The subsequent DC Rebirth publishing initiative in 2016 that steadily restored the classic DCU continuity started with the classic Wally resurfacing and reuniting with Barry. Following that, the 2017 maxi-series Doomsday Clock by Geoff Johns and Gary Frank reveals that the omnipotent Doctor Manhattan from the Watchmen Universe is responsible for removing Wally from reality and for the wholesale changes to DCU history. Though Wally and DC’s classic canon are both restored, Wally’s children remain seemingly erased, and Linda has no memory of her past life or family when reunited with Wally.

Even back in the DCU, Wally is largely kept on the periphery for much of the DC Rebirth era as the New 52 Wally is still an active superhero, effectively giving the shared universe two Wallys running around. To mitigate the confusion, the New 52 Wally quietly goes by his full name Wallace, but Wally remains sidelined. Part of this downplaying of the character as DC juggles two Wallys is explained in Joshua Williamson and Howard Porter’s 2018 storyline “Flash War.”

Haunted by the sudden loss of his children, Wally tries to tap into the Speed Force to change reality himself only to unleash primal forces on Earth. Realizing how troubled he’s become, Wally enters a superhero rehabilitation facility known as Sanctuary, but his troubles have only just begun.

Wally West in crisis

Wally West consoles himself
Image credit: DC Comics

The 2018 crossover event Heroes in Crisis opens with the patients at Sanctuary brutally killed by a mysterious figure, with Wally among the victims discovered by other heroes investigating the facility. The killer is later revealed as Wally himself, who accidentally killed the other patients during an emotional outburst of raw Speed Force energy stemming from the grief of losing his children. The Wally corpse found at Sanctuary is explained as a time remnant used by Wally to cover-up his mistake in the most morally questionable moment of the entire story before Wally confesses and turns himself into the authorities.

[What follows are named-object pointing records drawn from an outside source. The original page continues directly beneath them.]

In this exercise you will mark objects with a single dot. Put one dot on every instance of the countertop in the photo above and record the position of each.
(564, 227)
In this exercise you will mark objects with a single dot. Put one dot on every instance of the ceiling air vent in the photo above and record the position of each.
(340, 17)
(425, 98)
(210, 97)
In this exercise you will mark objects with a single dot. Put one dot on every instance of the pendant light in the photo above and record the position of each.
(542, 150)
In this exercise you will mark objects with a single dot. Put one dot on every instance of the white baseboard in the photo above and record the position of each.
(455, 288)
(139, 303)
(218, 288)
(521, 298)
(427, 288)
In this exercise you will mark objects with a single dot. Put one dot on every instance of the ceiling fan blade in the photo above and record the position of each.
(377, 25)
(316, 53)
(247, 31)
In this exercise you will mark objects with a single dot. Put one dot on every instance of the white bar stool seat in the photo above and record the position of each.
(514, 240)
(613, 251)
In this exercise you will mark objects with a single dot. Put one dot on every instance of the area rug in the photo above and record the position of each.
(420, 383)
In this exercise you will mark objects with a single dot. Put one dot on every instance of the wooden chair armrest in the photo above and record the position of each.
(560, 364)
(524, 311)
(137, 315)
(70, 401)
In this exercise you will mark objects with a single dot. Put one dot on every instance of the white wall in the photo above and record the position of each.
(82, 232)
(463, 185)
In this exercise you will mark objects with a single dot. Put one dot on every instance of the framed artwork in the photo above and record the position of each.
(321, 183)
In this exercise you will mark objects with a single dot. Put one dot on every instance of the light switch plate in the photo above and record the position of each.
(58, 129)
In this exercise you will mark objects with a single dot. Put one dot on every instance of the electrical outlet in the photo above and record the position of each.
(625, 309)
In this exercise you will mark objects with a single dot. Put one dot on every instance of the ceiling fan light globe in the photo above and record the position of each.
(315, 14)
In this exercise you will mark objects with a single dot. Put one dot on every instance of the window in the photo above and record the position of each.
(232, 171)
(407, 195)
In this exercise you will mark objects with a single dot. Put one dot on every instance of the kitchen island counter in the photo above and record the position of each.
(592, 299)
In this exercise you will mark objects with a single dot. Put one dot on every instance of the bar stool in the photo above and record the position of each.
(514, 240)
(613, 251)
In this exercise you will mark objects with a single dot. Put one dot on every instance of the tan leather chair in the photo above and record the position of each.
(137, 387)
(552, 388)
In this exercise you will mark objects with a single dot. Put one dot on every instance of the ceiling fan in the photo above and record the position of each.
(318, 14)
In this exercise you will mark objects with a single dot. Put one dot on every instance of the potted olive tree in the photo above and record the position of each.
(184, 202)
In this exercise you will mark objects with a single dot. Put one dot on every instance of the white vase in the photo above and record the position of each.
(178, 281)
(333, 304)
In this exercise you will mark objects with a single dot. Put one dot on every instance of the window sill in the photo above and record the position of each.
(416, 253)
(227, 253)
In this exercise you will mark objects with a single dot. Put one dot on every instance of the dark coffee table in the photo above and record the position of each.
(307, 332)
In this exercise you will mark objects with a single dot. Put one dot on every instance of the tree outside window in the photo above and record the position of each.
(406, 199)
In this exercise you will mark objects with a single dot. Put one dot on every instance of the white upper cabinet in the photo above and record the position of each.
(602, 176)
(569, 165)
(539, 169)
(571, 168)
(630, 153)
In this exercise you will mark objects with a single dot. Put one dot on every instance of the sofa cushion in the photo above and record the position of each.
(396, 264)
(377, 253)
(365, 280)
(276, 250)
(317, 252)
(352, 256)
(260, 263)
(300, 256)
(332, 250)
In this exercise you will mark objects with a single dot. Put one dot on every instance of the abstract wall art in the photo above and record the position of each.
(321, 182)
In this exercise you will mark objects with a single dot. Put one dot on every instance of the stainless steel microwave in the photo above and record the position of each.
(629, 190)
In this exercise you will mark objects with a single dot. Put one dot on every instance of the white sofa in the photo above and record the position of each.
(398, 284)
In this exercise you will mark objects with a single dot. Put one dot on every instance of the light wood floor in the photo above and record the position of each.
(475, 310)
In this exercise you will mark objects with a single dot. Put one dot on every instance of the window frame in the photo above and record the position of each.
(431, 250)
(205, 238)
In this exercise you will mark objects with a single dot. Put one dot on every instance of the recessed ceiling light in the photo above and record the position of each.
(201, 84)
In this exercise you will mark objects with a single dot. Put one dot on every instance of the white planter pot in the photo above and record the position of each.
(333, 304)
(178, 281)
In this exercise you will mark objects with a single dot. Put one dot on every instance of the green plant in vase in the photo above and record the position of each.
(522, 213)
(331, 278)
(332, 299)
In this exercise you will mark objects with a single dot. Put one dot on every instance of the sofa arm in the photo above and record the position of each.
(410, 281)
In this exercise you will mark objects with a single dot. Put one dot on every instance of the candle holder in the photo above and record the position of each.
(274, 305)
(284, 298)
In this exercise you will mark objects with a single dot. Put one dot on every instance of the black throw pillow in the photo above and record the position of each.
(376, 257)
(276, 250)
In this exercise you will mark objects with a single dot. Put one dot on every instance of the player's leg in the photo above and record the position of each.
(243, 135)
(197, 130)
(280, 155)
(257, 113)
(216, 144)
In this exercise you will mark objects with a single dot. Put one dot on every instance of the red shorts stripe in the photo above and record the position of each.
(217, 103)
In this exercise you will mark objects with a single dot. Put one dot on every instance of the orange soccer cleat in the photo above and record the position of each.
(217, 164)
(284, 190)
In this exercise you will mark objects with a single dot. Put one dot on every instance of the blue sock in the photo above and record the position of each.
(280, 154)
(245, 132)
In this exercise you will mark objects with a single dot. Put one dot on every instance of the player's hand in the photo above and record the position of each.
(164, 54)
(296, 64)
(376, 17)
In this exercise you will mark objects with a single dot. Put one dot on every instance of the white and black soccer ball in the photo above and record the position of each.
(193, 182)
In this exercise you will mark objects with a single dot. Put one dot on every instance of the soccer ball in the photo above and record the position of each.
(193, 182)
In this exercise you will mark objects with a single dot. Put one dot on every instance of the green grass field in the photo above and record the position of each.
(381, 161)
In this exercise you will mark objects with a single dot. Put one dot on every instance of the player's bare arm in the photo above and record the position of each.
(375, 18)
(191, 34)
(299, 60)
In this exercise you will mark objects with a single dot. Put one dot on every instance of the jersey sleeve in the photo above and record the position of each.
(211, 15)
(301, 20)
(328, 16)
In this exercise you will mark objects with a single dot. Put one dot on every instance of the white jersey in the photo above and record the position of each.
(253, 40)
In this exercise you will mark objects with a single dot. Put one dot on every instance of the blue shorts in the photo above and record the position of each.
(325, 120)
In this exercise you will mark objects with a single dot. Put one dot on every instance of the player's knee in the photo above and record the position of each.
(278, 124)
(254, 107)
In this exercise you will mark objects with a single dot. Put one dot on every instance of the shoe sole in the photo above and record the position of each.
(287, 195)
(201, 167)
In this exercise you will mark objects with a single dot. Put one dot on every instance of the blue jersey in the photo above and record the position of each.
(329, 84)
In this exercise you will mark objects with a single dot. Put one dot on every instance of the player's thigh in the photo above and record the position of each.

With Heroes in Crisis vocally dividing readers, especially Flash fans, DC began to gradually redeem Wally, with the wayward hero tasked with purging the Dark Multiverse’s corrosive incursions across DC’s multiverse. This cosmic odyssey leads to Wally rescuing his children and Linda finally recalling her pre-New 52 life. Wally himself gains a degree of omnipotence from residual Doctor Manhattan energy, expending it to help heal the timeline.

Not only reunited with his family, Wally is further redeemed in The Flash Annual 2021, by Jeremy Adams, Brandon Peterson, and Fernando Pasarin. The story contains the revelation that the evil Savitar caused the Speed Force energy burst in Heroes in Crisis, in a quiet, if overdue retcon. With his conscience clear, Wally confidently retakes the mantle of the Flash, as Barry focuses on documenting the reborn multiverse.

Just as Wally’s latest chance to overcome tragedy was starting to pick up momentum, he is dealt the most ultimate setback of all with his own death in Titans #1. Wally has powered through plenty of fates worse than death before, and if there’s anyone who can break terminal velocity, it’s certainly the Flash – but Wally just can’t ever seem to catch a break. It took years for Wally to claw his way back into existence and renewed relevance and now it seems that death is determined to drag him back to oblivion.